Jerzy Grotowski
Jan Kott's Last Interview
Excerpted comments on Grotowski and Cieslak

Editor: (Owen Daly) Allen Kuharski is a Professor of English and Director of Theater Studies at Swarthmore College. This interview with Jan Kott (1914 -2001), Polish critic and theoretician of the theatre, was conducted in 2001. This short excerpt includes his recolections and comments on Grotowski. The full interview is published in New Theatre Quarterly (2002), 18:103-120

Raised and Written in Contradiction: Jan Kott's Final Interview

With Allen J. Kuharski
Transcribed by Helena Morawska White
English Translation by Michal Zadara
English version edited by Allen J. Kuharski

Note: The following text is based on a series of interviews conducted by Allen J. Kuharski with Jan Kott at his apartment in Santa Monica, CA, on March 31 and April 1, 2001. Jan Kott died after a long illness on Dec. 22, 2001.

... 

Q:   In the Polish theatre, you knew such directors as Kantor and Grotowski very well. They were known in Poland as well as abroad, in America. It must have been a challenge to be friends with both Grotowski and Kantor.

A:   Grotowski respected Kantor, but Kantor hated Grotowski. I remember Kantor's last speech at the Congress of Polish Culture in 1981. At that time it felt like the Soviet Army was going enter Poland any minute. In that tense atmosphere, standing at the lectern, Kantor said: "Grotowski is a swindler." That gives you some idea of the relations between them.

      I was in Opole with Grotowski when he was beginning his work. Back then, in that small theatre, there were three or four people in the audience. And the actors looked at Grotowski as if he were God. He demanded incredible things, an unknown kind of acting. There was a different relation between the actor and the audience. For Grotowski, acting was like being struck by lighting--that's my description, but I think that it is appropriate for Grotowski. Right now, the Center for Research on Grotowski's work in Wroclaw has published the fourth or fifth incredibly interesting booklet containing the memoirs of people who worked with Grotowski in Opole and in Wroclaw. These memoirs are important if you want to understand Grotowski's relations with his actors.

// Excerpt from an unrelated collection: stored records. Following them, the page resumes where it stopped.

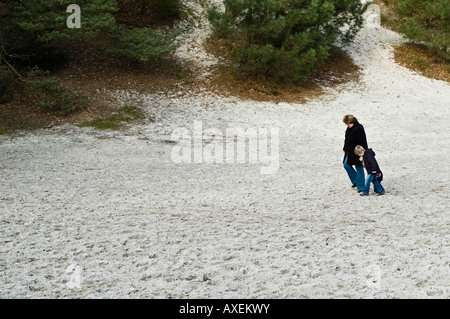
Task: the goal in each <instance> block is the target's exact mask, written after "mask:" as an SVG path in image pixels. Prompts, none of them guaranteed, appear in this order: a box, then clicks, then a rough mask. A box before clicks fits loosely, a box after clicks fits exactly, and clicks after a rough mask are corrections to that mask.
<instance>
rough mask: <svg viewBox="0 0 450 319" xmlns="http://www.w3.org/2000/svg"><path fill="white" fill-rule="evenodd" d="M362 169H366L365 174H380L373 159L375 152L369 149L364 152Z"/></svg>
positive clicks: (377, 165)
mask: <svg viewBox="0 0 450 319" xmlns="http://www.w3.org/2000/svg"><path fill="white" fill-rule="evenodd" d="M363 159H364V167H365V168H366V171H367V174H374V175H376V174H379V173H381V170H380V167H379V166H378V162H377V160H376V159H375V152H374V151H373V150H372V149H371V148H370V149H368V150H366V151H365V152H364V156H363Z"/></svg>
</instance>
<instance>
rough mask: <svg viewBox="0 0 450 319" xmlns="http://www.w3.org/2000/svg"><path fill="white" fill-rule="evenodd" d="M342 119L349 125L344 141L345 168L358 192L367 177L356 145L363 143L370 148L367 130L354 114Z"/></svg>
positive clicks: (361, 191)
mask: <svg viewBox="0 0 450 319" xmlns="http://www.w3.org/2000/svg"><path fill="white" fill-rule="evenodd" d="M342 121H343V122H344V124H345V125H347V130H346V131H345V142H344V153H345V155H344V168H345V170H346V171H347V174H348V177H349V178H350V181H351V182H352V187H353V188H355V187H356V189H357V190H358V192H362V191H363V189H364V178H365V176H364V167H363V166H362V164H361V162H360V161H359V156H358V155H356V154H355V147H356V146H357V145H361V146H362V147H364V149H368V148H369V147H368V146H367V140H366V132H365V131H364V127H363V126H362V125H361V124H359V122H358V119H357V118H356V117H354V116H353V115H345V116H344V118H343V120H342Z"/></svg>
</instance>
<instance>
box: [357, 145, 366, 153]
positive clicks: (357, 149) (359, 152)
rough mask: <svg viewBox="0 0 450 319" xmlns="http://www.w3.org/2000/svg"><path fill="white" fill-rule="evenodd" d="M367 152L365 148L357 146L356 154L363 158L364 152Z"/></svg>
mask: <svg viewBox="0 0 450 319" xmlns="http://www.w3.org/2000/svg"><path fill="white" fill-rule="evenodd" d="M365 151H366V150H365V149H364V147H362V146H361V145H356V147H355V154H356V155H359V156H361V154H362V153H363V152H365Z"/></svg>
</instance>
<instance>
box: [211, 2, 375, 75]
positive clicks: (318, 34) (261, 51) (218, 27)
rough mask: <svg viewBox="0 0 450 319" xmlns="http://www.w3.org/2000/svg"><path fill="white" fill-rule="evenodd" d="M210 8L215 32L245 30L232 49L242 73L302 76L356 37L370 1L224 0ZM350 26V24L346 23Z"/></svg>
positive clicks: (317, 65)
mask: <svg viewBox="0 0 450 319" xmlns="http://www.w3.org/2000/svg"><path fill="white" fill-rule="evenodd" d="M224 5H225V11H224V12H219V10H218V9H217V8H215V7H213V8H211V9H210V10H209V12H208V18H209V20H210V22H211V25H212V27H213V31H214V33H213V36H215V37H218V38H226V37H229V35H230V34H233V35H236V34H239V35H242V36H243V37H244V38H245V39H244V41H243V45H242V46H241V48H240V49H238V50H236V53H235V55H234V58H235V62H236V64H237V65H238V70H239V73H240V74H242V75H250V76H253V77H255V76H256V77H260V76H263V77H265V78H269V79H273V80H275V81H281V82H301V81H305V80H306V79H307V78H308V75H309V74H310V73H311V72H312V71H314V70H315V69H316V68H317V67H318V66H319V65H320V64H321V63H322V62H323V61H325V59H326V58H327V57H328V56H329V52H330V50H331V49H332V48H333V47H334V46H336V44H342V45H345V44H347V43H349V42H350V41H352V40H353V38H354V37H355V35H356V34H357V32H358V31H359V29H360V28H361V27H362V25H363V17H362V14H363V13H364V11H365V9H366V7H367V5H363V4H361V1H360V0H347V1H340V0H285V1H276V0H249V1H241V0H225V1H224ZM344 27H346V28H344Z"/></svg>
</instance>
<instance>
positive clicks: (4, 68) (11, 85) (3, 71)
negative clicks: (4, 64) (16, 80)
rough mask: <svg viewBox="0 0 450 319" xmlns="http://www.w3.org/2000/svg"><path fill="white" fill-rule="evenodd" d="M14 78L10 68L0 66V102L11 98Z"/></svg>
mask: <svg viewBox="0 0 450 319" xmlns="http://www.w3.org/2000/svg"><path fill="white" fill-rule="evenodd" d="M15 81H16V78H15V76H14V74H13V73H12V72H11V70H10V69H9V68H8V67H6V66H0V104H3V103H6V102H9V101H10V100H11V89H12V88H13V86H14V82H15Z"/></svg>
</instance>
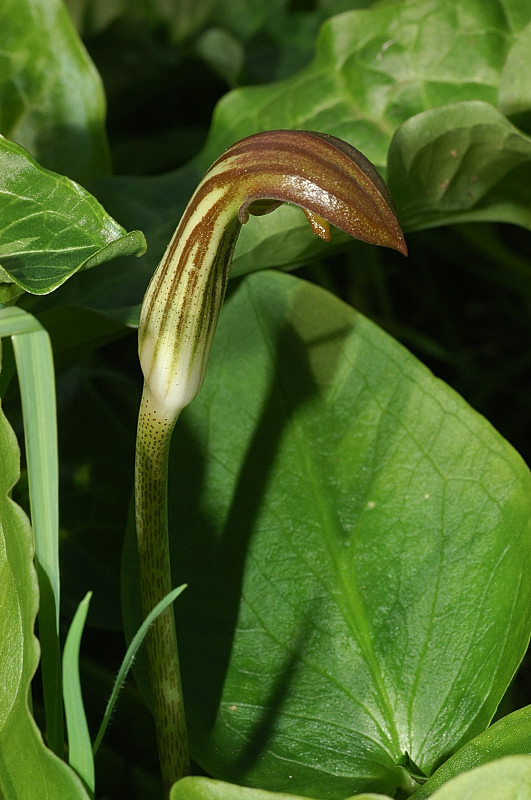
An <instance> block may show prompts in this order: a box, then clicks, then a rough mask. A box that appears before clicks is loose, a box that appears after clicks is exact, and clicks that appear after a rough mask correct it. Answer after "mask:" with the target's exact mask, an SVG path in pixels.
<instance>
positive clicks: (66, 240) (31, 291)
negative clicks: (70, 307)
mask: <svg viewBox="0 0 531 800" xmlns="http://www.w3.org/2000/svg"><path fill="white" fill-rule="evenodd" d="M0 212H1V223H0V265H1V266H0V277H1V280H2V282H3V283H4V284H7V291H8V292H10V291H11V287H10V286H9V284H11V283H14V284H16V286H17V287H19V289H23V290H25V291H28V292H32V293H33V294H45V293H47V292H51V291H53V289H55V288H57V286H60V285H61V284H62V283H64V281H66V280H67V279H68V278H69V277H70V276H71V275H72V274H73V273H74V272H77V271H78V270H80V269H88V268H89V267H94V266H97V265H98V264H101V263H103V262H105V261H108V260H109V259H111V258H115V257H116V256H117V255H131V254H137V255H141V254H142V253H143V252H144V249H145V240H144V237H143V235H142V233H140V232H139V231H134V232H132V233H126V231H124V229H123V228H122V227H121V226H120V225H118V223H116V222H115V221H114V220H113V219H112V218H111V217H109V215H108V214H107V213H106V212H105V210H104V209H103V208H102V207H101V206H100V204H99V203H98V202H97V200H95V198H94V197H92V195H90V194H89V193H88V192H87V191H85V190H84V189H83V188H82V187H81V186H79V185H78V184H76V183H74V182H73V181H71V180H69V179H68V178H65V177H63V176H62V175H57V174H55V173H53V172H49V171H48V170H45V169H44V168H43V167H40V166H39V164H37V162H36V161H35V160H34V159H33V158H32V157H31V156H30V155H29V153H27V152H26V151H25V150H24V149H23V148H21V147H19V146H18V145H17V144H15V143H13V142H10V141H8V140H7V139H3V138H0ZM3 291H4V288H2V289H0V300H1V299H3V298H2V295H1V292H3Z"/></svg>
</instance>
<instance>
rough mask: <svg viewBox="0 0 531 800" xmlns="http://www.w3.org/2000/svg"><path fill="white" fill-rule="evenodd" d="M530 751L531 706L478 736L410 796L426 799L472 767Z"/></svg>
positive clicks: (468, 769) (514, 713) (436, 772)
mask: <svg viewBox="0 0 531 800" xmlns="http://www.w3.org/2000/svg"><path fill="white" fill-rule="evenodd" d="M530 752H531V706H526V707H525V708H521V709H520V710H519V711H514V712H513V713H512V714H509V715H508V716H506V717H503V718H502V719H500V720H498V722H495V723H494V725H491V727H490V728H487V730H486V731H484V732H483V733H480V734H479V736H476V737H475V738H474V739H472V740H471V741H470V742H467V744H465V745H464V746H463V747H462V748H461V749H460V750H458V751H457V753H455V755H453V756H452V757H451V758H449V759H448V761H446V762H445V763H444V764H443V765H442V767H439V769H438V770H437V771H436V772H435V773H434V774H433V776H432V777H431V778H430V779H429V780H428V781H427V782H426V783H425V784H424V786H421V788H420V789H418V790H417V791H416V792H415V794H414V795H413V796H414V798H415V800H423V799H424V798H425V797H430V796H431V795H432V794H433V792H434V791H435V790H436V789H438V788H439V787H440V786H442V785H443V784H445V783H447V781H449V780H450V779H451V778H455V776H456V775H459V774H461V773H462V772H467V771H468V770H470V769H472V768H473V767H478V766H480V765H481V764H484V763H486V762H488V761H494V760H496V759H499V758H502V757H503V756H510V755H517V754H520V753H522V754H527V753H530Z"/></svg>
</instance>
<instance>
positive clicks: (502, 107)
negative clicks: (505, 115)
mask: <svg viewBox="0 0 531 800" xmlns="http://www.w3.org/2000/svg"><path fill="white" fill-rule="evenodd" d="M530 69H531V22H530V23H529V24H528V25H527V26H526V27H525V28H524V29H523V30H522V31H520V33H519V34H518V36H517V37H516V38H515V40H514V43H513V45H512V47H511V49H510V50H509V55H508V56H507V61H506V62H505V64H504V67H503V71H502V74H501V81H500V93H499V103H500V109H501V111H503V113H504V114H507V116H509V117H510V116H513V117H517V119H518V120H519V121H520V122H521V121H523V120H526V121H527V123H529V113H530V112H531V87H530V86H529V81H528V80H526V76H527V75H528V74H529V70H530ZM523 115H527V116H523ZM527 132H528V133H529V132H531V128H530V127H529V124H528V125H527Z"/></svg>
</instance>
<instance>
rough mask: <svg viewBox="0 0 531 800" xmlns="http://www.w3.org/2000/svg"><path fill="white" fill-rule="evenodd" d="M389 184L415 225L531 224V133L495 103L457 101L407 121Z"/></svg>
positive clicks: (425, 111) (393, 163)
mask: <svg viewBox="0 0 531 800" xmlns="http://www.w3.org/2000/svg"><path fill="white" fill-rule="evenodd" d="M388 184H389V188H390V190H391V193H392V194H393V198H394V200H395V202H396V204H397V205H398V207H399V208H400V214H401V222H402V224H403V225H404V226H405V227H406V228H407V229H408V230H419V229H422V228H429V227H433V226H436V225H448V224H451V223H454V222H465V221H472V222H476V221H493V222H500V221H503V222H511V223H513V224H515V225H522V227H524V228H527V229H528V230H529V229H531V189H530V186H531V139H530V138H529V137H527V136H525V135H524V134H522V133H521V132H520V131H518V130H517V129H516V128H515V127H514V126H513V125H511V124H510V123H509V122H508V121H507V120H506V119H505V117H504V116H503V115H502V114H500V112H499V111H497V109H495V108H494V107H493V106H491V105H488V104H487V103H480V102H466V103H454V104H452V105H449V106H443V107H442V108H437V109H434V110H432V111H425V112H424V113H423V114H418V115H417V116H415V117H412V118H411V119H409V120H408V121H407V122H405V123H404V124H403V125H401V126H400V127H399V128H398V130H397V132H396V134H395V137H394V139H393V141H392V143H391V147H390V150H389V171H388Z"/></svg>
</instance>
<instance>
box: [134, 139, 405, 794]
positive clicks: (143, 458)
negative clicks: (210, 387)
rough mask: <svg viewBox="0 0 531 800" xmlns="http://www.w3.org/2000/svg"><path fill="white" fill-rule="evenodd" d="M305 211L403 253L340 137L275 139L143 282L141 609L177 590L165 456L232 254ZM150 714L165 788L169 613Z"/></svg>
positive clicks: (185, 761) (198, 201)
mask: <svg viewBox="0 0 531 800" xmlns="http://www.w3.org/2000/svg"><path fill="white" fill-rule="evenodd" d="M285 202H287V203H293V204H295V205H298V206H300V207H301V208H302V210H303V211H304V213H305V214H306V216H307V218H308V221H309V223H310V225H311V227H312V230H313V232H314V233H315V234H316V235H317V236H320V237H321V238H322V239H325V240H328V239H330V228H329V225H330V224H333V225H335V226H336V227H338V228H340V229H341V230H343V231H344V232H346V233H348V234H350V235H352V236H354V237H356V238H358V239H361V240H362V241H365V242H369V243H372V244H379V245H383V246H386V247H391V248H394V249H396V250H398V251H400V252H401V253H403V254H404V255H406V253H407V248H406V244H405V241H404V237H403V234H402V231H401V230H400V226H399V224H398V221H397V219H396V215H395V212H394V209H393V203H392V200H391V197H390V195H389V192H388V190H387V187H386V186H385V184H384V182H383V181H382V179H381V177H380V175H379V174H378V172H377V171H376V169H375V168H374V166H373V165H372V164H371V163H370V162H369V161H368V160H367V159H366V158H365V157H364V156H363V155H362V154H361V153H360V152H359V151H358V150H356V149H355V148H354V147H352V146H351V145H348V144H347V143H346V142H343V141H342V140H340V139H337V138H335V137H333V136H329V135H327V134H321V133H312V132H309V131H269V132H265V133H259V134H256V135H254V136H250V137H248V138H246V139H243V140H241V141H240V142H237V143H236V144H235V145H233V146H232V147H230V148H229V149H228V150H227V151H225V153H224V154H223V155H222V156H221V157H220V158H219V159H218V160H217V161H216V162H215V163H214V164H213V165H212V167H211V168H210V169H209V170H208V172H207V173H206V175H205V177H204V178H203V180H202V182H201V183H200V184H199V186H198V188H197V190H196V192H195V194H194V195H193V197H192V199H191V200H190V203H189V204H188V206H187V208H186V210H185V212H184V214H183V216H182V218H181V221H180V222H179V225H178V227H177V230H176V231H175V234H174V235H173V237H172V239H171V241H170V243H169V245H168V247H167V249H166V252H165V254H164V256H163V258H162V260H161V262H160V264H159V266H158V267H157V269H156V271H155V273H154V275H153V278H152V280H151V282H150V284H149V286H148V289H147V291H146V295H145V297H144V302H143V305H142V310H141V316H140V323H139V331H138V337H139V358H140V364H141V367H142V371H143V374H144V392H143V396H142V402H141V408H140V413H139V423H138V435H137V455H136V470H135V496H136V525H137V539H138V550H139V564H140V584H141V593H142V603H143V609H144V613H145V614H147V613H149V611H150V610H151V609H152V608H153V607H154V606H155V605H156V603H158V602H159V600H161V599H162V597H164V596H165V595H166V594H167V593H168V592H169V591H170V590H171V588H172V587H171V572H170V559H169V546H168V525H167V496H166V492H167V460H168V450H169V444H170V439H171V434H172V431H173V428H174V426H175V423H176V421H177V418H178V416H179V414H180V412H181V410H182V409H183V408H184V407H185V406H186V405H188V403H190V402H191V401H192V400H193V398H194V397H195V396H196V394H197V392H198V391H199V389H200V387H201V384H202V382H203V378H204V376H205V372H206V368H207V363H208V358H209V355H210V350H211V346H212V340H213V338H214V333H215V329H216V325H217V321H218V318H219V313H220V309H221V305H222V302H223V298H224V294H225V287H226V283H227V278H228V271H229V267H230V263H231V260H232V254H233V252H234V247H235V244H236V240H237V238H238V234H239V231H240V229H241V226H242V225H243V224H245V223H246V222H247V220H248V219H249V215H250V214H254V215H258V214H265V213H269V212H270V211H273V210H274V209H275V208H277V207H278V206H279V205H281V204H282V203H285ZM147 651H148V662H149V669H150V680H151V685H152V692H153V712H154V718H155V726H156V730H157V742H158V748H159V757H160V761H161V770H162V775H163V783H164V788H165V792H166V793H167V792H168V791H169V789H170V787H171V785H172V784H173V783H174V782H175V781H176V780H178V779H179V778H180V777H183V775H185V774H187V773H188V771H189V753H188V744H187V736H186V724H185V717H184V707H183V700H182V690H181V681H180V673H179V659H178V648H177V638H176V634H175V627H174V621H173V611H172V610H171V609H168V610H167V611H166V612H165V613H164V614H163V615H161V617H159V618H158V619H157V621H156V622H155V623H154V625H153V627H152V629H151V631H150V633H149V635H148V639H147Z"/></svg>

I will write about it some day. I remember that when I went to Opole, the performance made a huge impression on me. I knew that this was new, but I did not then understand the extent to which this new thing was revelatory, really shocking. Until I saw Apocalypsis cum figuris for the last time. At that point, I understood that this is great theatre. That was Grotowski's last production, one could say that Grotowski's theatrical work ended there. He later told me and others that for him it was the end--anything after that would have only been a repetition. Grotowski was a man of great vision, great courage, unwilling to make any kind of compromise.

     As I have said, the closeness of the actor and the audience member was one of Grotowski's principles. In The Constant Prince, Cieslak was almost tortured on stage, with the audience watching. Grotowski created Cieslak and ultimately made him unhappy, as well. I saw in him later on, in Apocalypsis cum figuris. In the opinion of many besides myself, Cieslak became one of the world's greatest actors.

...

excerpted from:
New Theatre Quarterly (2002), 18:103-120 Cambridge University Press Copyright © 2002 Cambridge University Press DOI 10.1017/S0266464X02000192

In Polish in:
"Wychowany i piszacy w sprzecznosciach: Ostatni wywiad z Janen Kottem," KRESY
(BORDERLANDS; Lublin) 54-55 (2-3, 2003): 107-123.

 

Jan Kott, born in Warsaw in 1914, was the Polish critic and theoretician of the theatre who was best known around the world. He had lived in the United States and lectured at Yale and Berkeley since 1966. A poet, translator, and critic of literature and the theatre, he was also one of the finest essayists of the Polish school. He died in 2001.